As the Texas State prepares for a celestial spectacle, the dark clouds may cast uncertainty over the viewing experiences for Texans eagerly awaiting next Monday's total solar eclipse. Despite the cloudy forecast, meteorologist Kristen Currie assures that even if Austin’s skies don't clear, eclipse enthusiasts "might not be able to see the eclipse… but everything is still gonna get dark," in a statement obtained by KXAN.

Chasing the perfect spot to view an eclipse can quickly turn into an expensive game of cat and mouse with the weather. Vin Taylor, who experienced the 2017 total solar eclipse, is set to watch the upcoming event with his fiancée in Austin. He plans to closely monitor forecasts to decide the best viewing location, Taylor told KXAN, "I really want to recapture that and see another eclipse. I think it’ll be just as magical." Meanwhile, travel expert Katy Nastro warns against making hasty travel adjustments to chase clearer skies, which might end up costing more than anticipated.

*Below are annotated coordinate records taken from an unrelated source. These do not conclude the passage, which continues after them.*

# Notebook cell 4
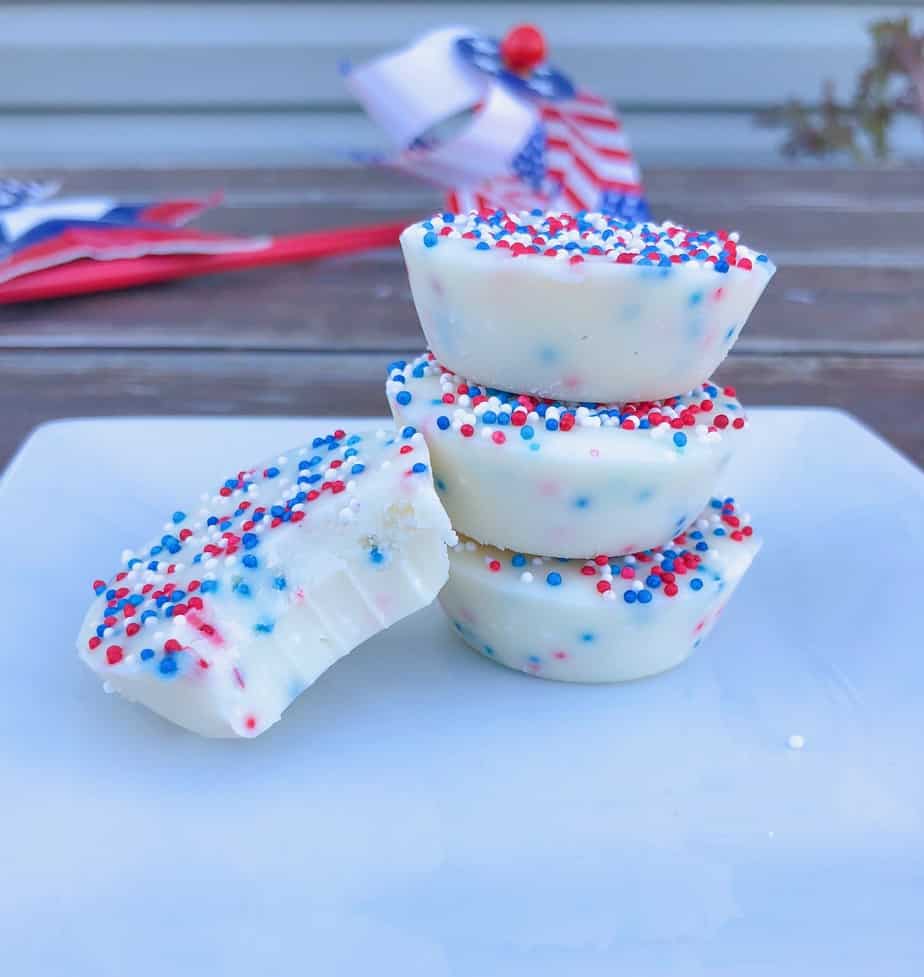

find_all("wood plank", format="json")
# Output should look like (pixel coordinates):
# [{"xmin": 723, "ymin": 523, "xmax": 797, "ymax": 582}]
[
  {"xmin": 0, "ymin": 168, "xmax": 924, "ymax": 355},
  {"xmin": 0, "ymin": 351, "xmax": 924, "ymax": 472},
  {"xmin": 0, "ymin": 260, "xmax": 924, "ymax": 356}
]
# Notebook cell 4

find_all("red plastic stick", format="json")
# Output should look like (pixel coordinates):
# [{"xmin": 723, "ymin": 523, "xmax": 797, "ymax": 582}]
[{"xmin": 0, "ymin": 222, "xmax": 408, "ymax": 305}]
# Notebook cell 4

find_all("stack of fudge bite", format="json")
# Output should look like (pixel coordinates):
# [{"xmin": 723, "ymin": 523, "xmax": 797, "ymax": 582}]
[{"xmin": 386, "ymin": 211, "xmax": 774, "ymax": 682}]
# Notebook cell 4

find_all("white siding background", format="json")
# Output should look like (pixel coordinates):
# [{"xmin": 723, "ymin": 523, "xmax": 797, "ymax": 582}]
[{"xmin": 0, "ymin": 0, "xmax": 924, "ymax": 167}]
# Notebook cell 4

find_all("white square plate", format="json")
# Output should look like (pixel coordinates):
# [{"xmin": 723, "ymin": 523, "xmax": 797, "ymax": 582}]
[{"xmin": 0, "ymin": 409, "xmax": 924, "ymax": 977}]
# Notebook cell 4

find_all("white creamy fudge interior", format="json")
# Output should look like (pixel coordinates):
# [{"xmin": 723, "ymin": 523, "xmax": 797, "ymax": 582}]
[
  {"xmin": 78, "ymin": 428, "xmax": 455, "ymax": 736},
  {"xmin": 401, "ymin": 211, "xmax": 775, "ymax": 402},
  {"xmin": 440, "ymin": 499, "xmax": 761, "ymax": 682},
  {"xmin": 386, "ymin": 354, "xmax": 747, "ymax": 557}
]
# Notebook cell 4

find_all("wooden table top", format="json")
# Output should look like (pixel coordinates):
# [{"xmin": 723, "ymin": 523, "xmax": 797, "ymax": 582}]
[{"xmin": 0, "ymin": 168, "xmax": 924, "ymax": 464}]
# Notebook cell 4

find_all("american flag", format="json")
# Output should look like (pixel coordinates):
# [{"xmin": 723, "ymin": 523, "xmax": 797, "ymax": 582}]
[
  {"xmin": 345, "ymin": 25, "xmax": 649, "ymax": 220},
  {"xmin": 0, "ymin": 180, "xmax": 269, "ymax": 285},
  {"xmin": 447, "ymin": 91, "xmax": 649, "ymax": 220}
]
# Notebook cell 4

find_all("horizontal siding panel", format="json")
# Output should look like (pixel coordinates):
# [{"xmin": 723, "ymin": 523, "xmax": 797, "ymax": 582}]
[
  {"xmin": 0, "ymin": 3, "xmax": 902, "ymax": 108},
  {"xmin": 0, "ymin": 111, "xmax": 924, "ymax": 172}
]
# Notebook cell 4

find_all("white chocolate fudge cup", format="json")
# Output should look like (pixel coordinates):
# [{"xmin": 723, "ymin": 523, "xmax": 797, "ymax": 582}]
[
  {"xmin": 401, "ymin": 212, "xmax": 775, "ymax": 402},
  {"xmin": 77, "ymin": 430, "xmax": 455, "ymax": 737},
  {"xmin": 386, "ymin": 354, "xmax": 747, "ymax": 558},
  {"xmin": 440, "ymin": 499, "xmax": 761, "ymax": 682}
]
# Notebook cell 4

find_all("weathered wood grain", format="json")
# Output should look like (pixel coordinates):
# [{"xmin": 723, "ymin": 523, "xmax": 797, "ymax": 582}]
[
  {"xmin": 0, "ymin": 258, "xmax": 924, "ymax": 356},
  {"xmin": 0, "ymin": 169, "xmax": 924, "ymax": 355},
  {"xmin": 0, "ymin": 167, "xmax": 924, "ymax": 472},
  {"xmin": 0, "ymin": 351, "xmax": 924, "ymax": 472}
]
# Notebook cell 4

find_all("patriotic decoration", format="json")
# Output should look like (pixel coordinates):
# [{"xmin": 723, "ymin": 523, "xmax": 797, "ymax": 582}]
[
  {"xmin": 0, "ymin": 180, "xmax": 269, "ymax": 287},
  {"xmin": 346, "ymin": 25, "xmax": 649, "ymax": 220}
]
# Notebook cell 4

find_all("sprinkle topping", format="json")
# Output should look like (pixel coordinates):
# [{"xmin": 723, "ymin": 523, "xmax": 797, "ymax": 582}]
[
  {"xmin": 86, "ymin": 425, "xmax": 429, "ymax": 688},
  {"xmin": 412, "ymin": 210, "xmax": 773, "ymax": 274},
  {"xmin": 385, "ymin": 353, "xmax": 747, "ymax": 451},
  {"xmin": 458, "ymin": 497, "xmax": 754, "ymax": 607}
]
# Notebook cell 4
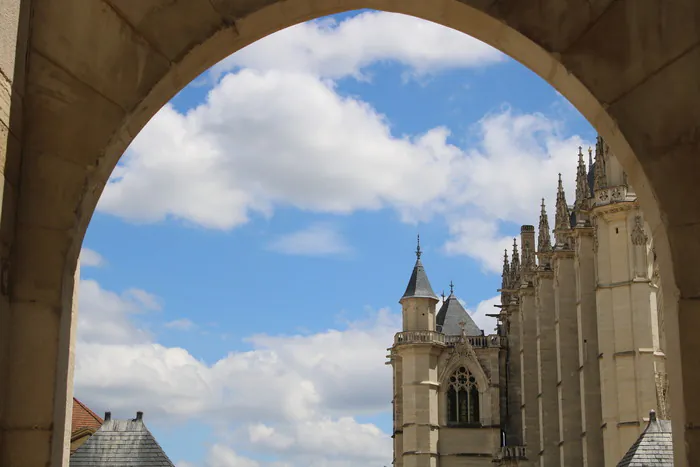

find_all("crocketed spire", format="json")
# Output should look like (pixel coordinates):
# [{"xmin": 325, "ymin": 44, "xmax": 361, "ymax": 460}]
[
  {"xmin": 575, "ymin": 146, "xmax": 590, "ymax": 210},
  {"xmin": 537, "ymin": 198, "xmax": 552, "ymax": 253},
  {"xmin": 593, "ymin": 135, "xmax": 608, "ymax": 190},
  {"xmin": 501, "ymin": 249, "xmax": 510, "ymax": 289},
  {"xmin": 510, "ymin": 239, "xmax": 520, "ymax": 288},
  {"xmin": 554, "ymin": 174, "xmax": 571, "ymax": 244}
]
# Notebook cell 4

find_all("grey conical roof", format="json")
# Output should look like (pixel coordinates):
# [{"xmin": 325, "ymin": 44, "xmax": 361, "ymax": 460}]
[
  {"xmin": 617, "ymin": 411, "xmax": 673, "ymax": 467},
  {"xmin": 399, "ymin": 235, "xmax": 438, "ymax": 302},
  {"xmin": 435, "ymin": 293, "xmax": 483, "ymax": 336},
  {"xmin": 70, "ymin": 413, "xmax": 175, "ymax": 467},
  {"xmin": 400, "ymin": 255, "xmax": 438, "ymax": 301}
]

The uncertainty doesn’t stop locals from preparing for the influx of visitors. Jordan Waters, owner of Iron Wolf Ranch and Distillery in Spicewood, has teamed up with a space promotions organization to potentially live broadcast the eclipse from space, as a weather contingency plan. "We've got a big screen TV... if even if it's overcast, we're going to be able to show the eclipse live from space," Waters explained, as per FOX 7 Austin. Such creative solutions serve as a testament to the resilient spirit of Texans and their determination to mark the celestial event, whether the weather chooses to favor them or not.